There's a non-Christian ghost haunting this difference: humanism. Lots of liberal churches have absorbed the Rousseauish idea that people are essentially good and will be innately benevolent if restored to their natural state. A lot of conservative Christians have reacted against this, emphasizing human fallenness and depravity. And both of these views, I think, are supported by the Bible. The story of the original good creation that went astray is there. The sayings about how all fall short in the sight of God are there. And the idea that bad behavior comes from forgetting your true self is there (not just in Paul, but also in James, that bane of sola fide advocates). In fact, most of my table's discussion at this class was about reconciling what the priest said with fallenness.

I think the main difference between the humanist view and the Christian view of human goodness is the method for finding that lost self. As I mentioned here, the modern humanist approach has generally been to see society as the harmful influence on a person, and so the goal is to remove as much as possible the influence of other people. Christianity has generally admitted to the sinfulness of society, but placed the emphasis on reforming social relations themselves, right down to the level of family. The sort of individual empowerment that humanists prescribe is hubris. (Yoder writes about this in Chapter 7 of TPOJ, which I will blog presently.) Also -- this is where I agree with iMonk -- the redemption cannot reach its perfection here on earth, so to some extent we're all living in both kingdoms until Judgment Day.

I can't tell, as of yet, how much of All Saints' teaching is going to respect this difference and how much it's going to be straight-up humanism. Although my table talked about fallenness, the priest didn't. However, it's just the beginning.

Posted by Camassia at November 24, 2004 03:56 PM | TrackBack

first, let me say, i think you do a really good job at blogging easily complicated issues in a simple, understandable way (assuming a bit of background knowledge).
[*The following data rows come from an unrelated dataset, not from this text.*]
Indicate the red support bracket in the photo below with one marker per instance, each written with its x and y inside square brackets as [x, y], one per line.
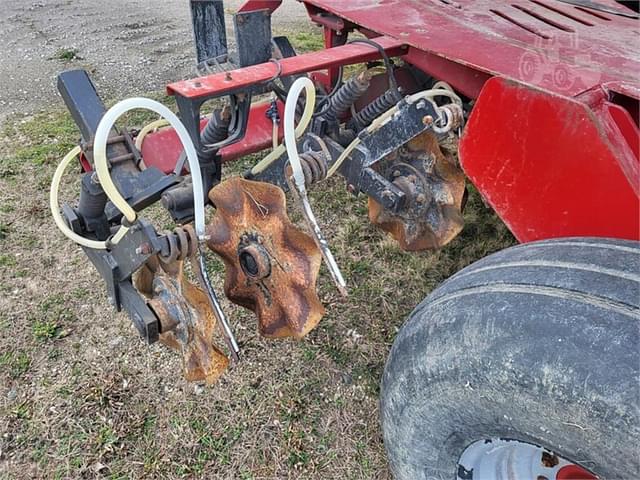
[243, 78]
[252, 5]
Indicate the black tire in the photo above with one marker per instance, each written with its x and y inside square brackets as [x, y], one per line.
[540, 343]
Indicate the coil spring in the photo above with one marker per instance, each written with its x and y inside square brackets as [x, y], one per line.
[183, 243]
[346, 95]
[314, 166]
[376, 108]
[217, 128]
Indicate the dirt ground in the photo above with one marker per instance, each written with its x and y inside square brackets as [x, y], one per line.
[129, 46]
[80, 395]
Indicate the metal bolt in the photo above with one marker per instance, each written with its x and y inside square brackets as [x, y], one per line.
[144, 249]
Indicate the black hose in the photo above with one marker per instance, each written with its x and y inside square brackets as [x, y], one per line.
[393, 84]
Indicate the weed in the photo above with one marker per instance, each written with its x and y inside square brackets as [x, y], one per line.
[7, 260]
[67, 54]
[44, 329]
[17, 363]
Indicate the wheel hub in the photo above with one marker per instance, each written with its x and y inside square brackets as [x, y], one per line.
[506, 459]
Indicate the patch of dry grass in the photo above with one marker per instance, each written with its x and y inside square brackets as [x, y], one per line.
[82, 397]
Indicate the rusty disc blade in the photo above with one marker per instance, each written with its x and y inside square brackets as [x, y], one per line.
[271, 265]
[435, 188]
[186, 319]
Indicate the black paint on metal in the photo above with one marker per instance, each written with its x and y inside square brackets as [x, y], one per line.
[253, 37]
[209, 30]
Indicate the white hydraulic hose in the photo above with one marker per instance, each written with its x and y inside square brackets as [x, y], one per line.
[382, 119]
[55, 207]
[291, 133]
[146, 130]
[307, 115]
[102, 164]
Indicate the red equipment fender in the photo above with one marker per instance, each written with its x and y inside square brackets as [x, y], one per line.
[553, 166]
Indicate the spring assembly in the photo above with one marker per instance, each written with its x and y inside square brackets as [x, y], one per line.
[217, 128]
[314, 166]
[346, 95]
[183, 243]
[376, 108]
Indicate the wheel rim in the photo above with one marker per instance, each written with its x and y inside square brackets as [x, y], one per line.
[506, 459]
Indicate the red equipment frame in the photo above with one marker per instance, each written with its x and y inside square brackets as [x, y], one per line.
[553, 138]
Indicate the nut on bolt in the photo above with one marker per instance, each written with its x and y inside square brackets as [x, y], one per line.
[144, 249]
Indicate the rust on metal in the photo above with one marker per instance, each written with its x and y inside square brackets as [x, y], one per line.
[271, 266]
[187, 322]
[435, 190]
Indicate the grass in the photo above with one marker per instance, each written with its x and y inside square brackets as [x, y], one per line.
[82, 397]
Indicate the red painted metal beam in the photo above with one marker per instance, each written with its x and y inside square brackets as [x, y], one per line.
[552, 166]
[161, 149]
[240, 79]
[252, 5]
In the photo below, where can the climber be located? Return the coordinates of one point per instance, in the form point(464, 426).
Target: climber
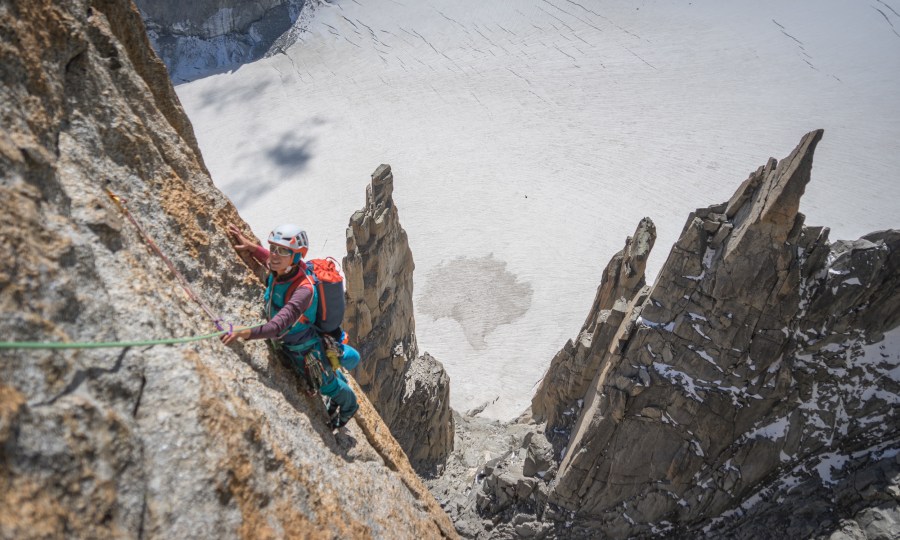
point(291, 320)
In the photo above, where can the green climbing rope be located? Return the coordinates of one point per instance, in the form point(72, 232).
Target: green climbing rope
point(107, 344)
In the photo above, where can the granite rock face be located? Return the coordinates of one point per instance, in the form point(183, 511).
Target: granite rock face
point(751, 392)
point(757, 362)
point(202, 37)
point(194, 440)
point(411, 392)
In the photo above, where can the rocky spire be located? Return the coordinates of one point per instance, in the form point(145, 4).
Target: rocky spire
point(194, 440)
point(411, 392)
point(752, 389)
point(728, 379)
point(575, 366)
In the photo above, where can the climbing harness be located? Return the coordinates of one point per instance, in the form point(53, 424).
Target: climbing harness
point(103, 344)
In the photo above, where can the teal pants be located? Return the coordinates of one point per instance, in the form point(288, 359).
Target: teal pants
point(334, 384)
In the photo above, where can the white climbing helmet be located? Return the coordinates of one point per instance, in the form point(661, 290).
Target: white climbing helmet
point(291, 237)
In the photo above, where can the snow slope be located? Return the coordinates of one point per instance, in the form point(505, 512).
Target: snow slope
point(529, 137)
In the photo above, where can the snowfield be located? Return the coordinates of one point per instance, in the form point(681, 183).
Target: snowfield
point(528, 138)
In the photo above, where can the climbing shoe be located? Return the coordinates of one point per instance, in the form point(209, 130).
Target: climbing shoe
point(336, 422)
point(332, 411)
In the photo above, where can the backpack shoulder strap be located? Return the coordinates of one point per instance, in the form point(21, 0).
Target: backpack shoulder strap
point(302, 279)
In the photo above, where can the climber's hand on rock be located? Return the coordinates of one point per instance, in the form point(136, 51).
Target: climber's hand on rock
point(240, 242)
point(235, 335)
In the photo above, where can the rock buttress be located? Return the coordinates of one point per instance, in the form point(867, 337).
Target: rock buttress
point(187, 441)
point(752, 367)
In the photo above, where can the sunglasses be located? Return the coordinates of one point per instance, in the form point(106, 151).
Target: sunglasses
point(280, 250)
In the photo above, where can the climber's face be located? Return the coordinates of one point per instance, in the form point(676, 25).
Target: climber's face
point(278, 261)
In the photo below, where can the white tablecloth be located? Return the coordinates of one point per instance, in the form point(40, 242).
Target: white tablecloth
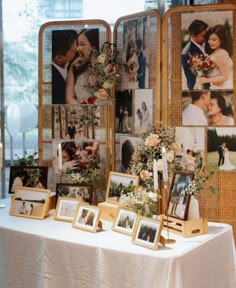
point(48, 253)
I really like your posts so far.
I think that holiness traditions tend to also view society- that is non-Christian others- as the undoing of faith, that and of course Satan. So in this way I suppose the perceived function is compatible with Rousseauish humanism, yes?

there is also a heaping dose of tragic-flaw-due-to -Adam thinking, which I guessed combined would equal something like society encouraging and promoting our latent falleness. Kind of like M.Night Shyamalan's kiddies stuck in that wilderness, who only later find out sin is dormant but there in each one of them and will spring up unaccounted for, because, after all, they are a society.

the thing is, I am really working on a pretty heretical perspective here, and not intentionally. If sinners love God in proportion to their sin, if say, we would not know how redemptive and loving Christ is without the woman in adultery and without the thief on the cross, well then does not sin serve as some sort of functionally-necessary canvass on which God is shown by contrast? maybe this isn't heretical really, but it is a pretty positive spin on our falleness. tell me, should I be wary of suggesting this in a church? What say you or others reading this?

Posted by: erica on December 3, 2004 05:55 PM

Thanks for your comments. I've deleted your extra posts. Please do not puts the same comment on multiple posts. If your comment appeared not to go through, wait a few seconds and refresh the screen.

As to your question, well, it depends entirely on what church you're talking about! But speaking for myself, I think where you lose me is, "...sinners love God in proportion to their sin." I've generally understood sin itself to be what prevents us from loving God, so the forgiveness of sins removes that barrier. Otherwise it sounds like the only reason to love God is that he forgives you, which is certainly a reason, but not the only reason.